Los Angeles Mayor Eric Garcetti plans to appoint veteran school district administrator Thelma Melendez de Santa Ana as his new education deputy, according to KPCC.
The arrangement came to light in documents for L.A. Unified’s Tuesday school board meeting. A “reimbursement agreements” section included a request by the City of Los Angeles to hire an LA Unified employee.
Vivian Ekchian, L.A. Unified’s Chief of Human Resources, said that item refers to Thelma Melendez de Santa Ana, who was hired by the school district at a $140,000-a-year salary.
“The superintendent’s office informed us that she was processed about a week ago,” Ekchian said.
But the district won’t pay her salary. Instead, she’ll be on loan to the City of L.A. as a Director of Education and Workforce Development. That would make her Mayor Garcetti’s education deputy.
Remember that Melendez de Santa Ana has already quit on two school districts. She left the Pomona School District to take a job in the Obama administration, then made a mess of the Santa Ana Unified School District only to quit again when the School Board finally woke up and started to review what she had done to the district.
But wait – this story gets even worse.
Her one-year contract includes teacher retirement benefits, health and welfare, and 20 vacation days among other benefits. Her total compensation package is just over $151,000. The City of LA will pay the entire benefit, plus a 3% fee to the district.
Her compensation includes contributions to her teacher retirement. And that may explain the unusual arrangement.

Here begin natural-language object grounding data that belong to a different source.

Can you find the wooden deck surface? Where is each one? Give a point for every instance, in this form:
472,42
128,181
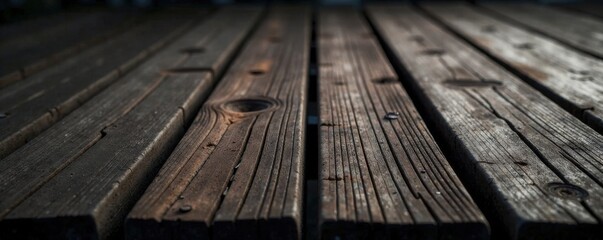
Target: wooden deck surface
431,121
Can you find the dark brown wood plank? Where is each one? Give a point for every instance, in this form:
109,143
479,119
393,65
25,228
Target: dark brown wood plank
35,104
238,170
23,55
577,30
535,169
572,79
380,178
81,176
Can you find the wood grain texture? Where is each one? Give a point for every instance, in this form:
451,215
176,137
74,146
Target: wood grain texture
577,30
529,164
23,55
81,176
34,104
572,79
380,178
237,173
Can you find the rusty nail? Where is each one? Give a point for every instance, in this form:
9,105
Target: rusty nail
392,115
185,208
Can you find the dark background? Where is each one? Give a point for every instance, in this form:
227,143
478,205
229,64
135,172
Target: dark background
17,10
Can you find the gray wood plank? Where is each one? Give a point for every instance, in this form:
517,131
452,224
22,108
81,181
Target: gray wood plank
533,167
24,55
572,79
237,173
577,30
35,104
81,176
380,178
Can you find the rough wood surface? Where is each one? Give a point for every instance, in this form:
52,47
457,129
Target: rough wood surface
577,30
237,173
34,104
380,178
530,164
572,79
22,55
81,176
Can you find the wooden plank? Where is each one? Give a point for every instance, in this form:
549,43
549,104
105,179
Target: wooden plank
535,169
380,178
23,56
570,78
577,30
81,176
35,104
238,170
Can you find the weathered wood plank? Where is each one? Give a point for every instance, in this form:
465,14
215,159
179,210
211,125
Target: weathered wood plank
530,164
572,79
22,56
577,30
380,178
238,170
35,104
81,176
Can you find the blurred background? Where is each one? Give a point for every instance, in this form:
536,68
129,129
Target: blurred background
16,10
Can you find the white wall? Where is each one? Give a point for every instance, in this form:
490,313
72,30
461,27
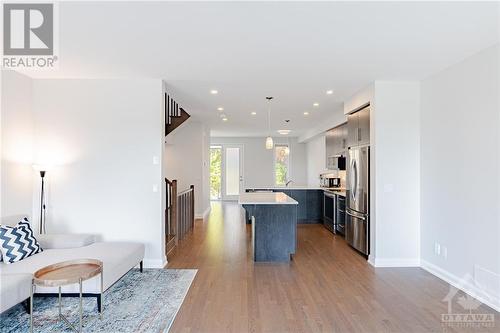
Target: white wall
103,136
186,160
394,170
396,135
316,159
460,172
259,163
336,118
17,175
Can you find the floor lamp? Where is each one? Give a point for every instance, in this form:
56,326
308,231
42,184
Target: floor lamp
41,227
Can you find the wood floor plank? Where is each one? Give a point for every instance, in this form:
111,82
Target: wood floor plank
327,287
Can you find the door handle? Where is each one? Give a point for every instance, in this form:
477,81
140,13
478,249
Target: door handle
356,216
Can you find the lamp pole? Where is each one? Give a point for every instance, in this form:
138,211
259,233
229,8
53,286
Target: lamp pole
42,204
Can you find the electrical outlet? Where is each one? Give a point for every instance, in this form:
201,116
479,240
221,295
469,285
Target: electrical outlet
437,249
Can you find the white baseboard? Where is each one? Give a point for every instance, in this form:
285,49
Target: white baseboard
204,215
466,286
395,262
155,263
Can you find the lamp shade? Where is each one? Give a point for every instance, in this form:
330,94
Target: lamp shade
41,167
269,143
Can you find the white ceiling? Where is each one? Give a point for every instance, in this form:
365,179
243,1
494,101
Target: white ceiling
294,51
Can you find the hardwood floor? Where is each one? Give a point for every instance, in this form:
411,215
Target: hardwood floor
326,288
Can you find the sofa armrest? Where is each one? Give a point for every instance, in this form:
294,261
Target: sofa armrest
65,241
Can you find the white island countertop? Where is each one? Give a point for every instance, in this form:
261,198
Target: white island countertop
266,198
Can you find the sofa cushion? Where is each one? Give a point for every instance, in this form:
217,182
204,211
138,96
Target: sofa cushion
117,258
11,220
65,241
13,289
18,242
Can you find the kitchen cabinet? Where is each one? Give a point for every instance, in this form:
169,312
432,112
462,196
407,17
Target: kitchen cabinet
336,145
358,128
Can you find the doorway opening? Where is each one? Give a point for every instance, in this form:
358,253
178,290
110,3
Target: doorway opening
226,172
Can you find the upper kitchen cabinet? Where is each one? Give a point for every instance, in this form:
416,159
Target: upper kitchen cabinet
336,145
358,128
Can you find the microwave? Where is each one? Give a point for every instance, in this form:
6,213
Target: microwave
330,182
336,162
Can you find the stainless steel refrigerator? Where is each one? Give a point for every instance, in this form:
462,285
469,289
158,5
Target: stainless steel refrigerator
357,226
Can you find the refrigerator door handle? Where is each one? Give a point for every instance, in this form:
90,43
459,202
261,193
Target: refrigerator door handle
355,216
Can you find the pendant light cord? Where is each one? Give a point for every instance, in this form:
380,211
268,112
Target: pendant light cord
269,99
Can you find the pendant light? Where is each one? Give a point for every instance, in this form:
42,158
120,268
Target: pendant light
269,139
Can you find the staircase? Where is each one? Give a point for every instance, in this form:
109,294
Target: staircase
179,214
174,114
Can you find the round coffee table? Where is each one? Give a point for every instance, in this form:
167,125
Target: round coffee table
65,273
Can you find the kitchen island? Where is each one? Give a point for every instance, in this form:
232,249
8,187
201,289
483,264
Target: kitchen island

Melendez de Santa Ana became a teacher in 1982- so contributions at L.A. Unified would add to her retirement.
The arrangement is outlined in a “Letter of Agreement” between City and school district officials dated Aug. 13.
According to that document, her duties include advising and assisting the mayor “in coordinating with LAUSD and stakeholders including LACCD, WIB, Business Associations, Research/Academic Institutions, Foundations, Entrepreneurs and others to lead Los Angeles residents to become more competitive for job and higher education opportunities.”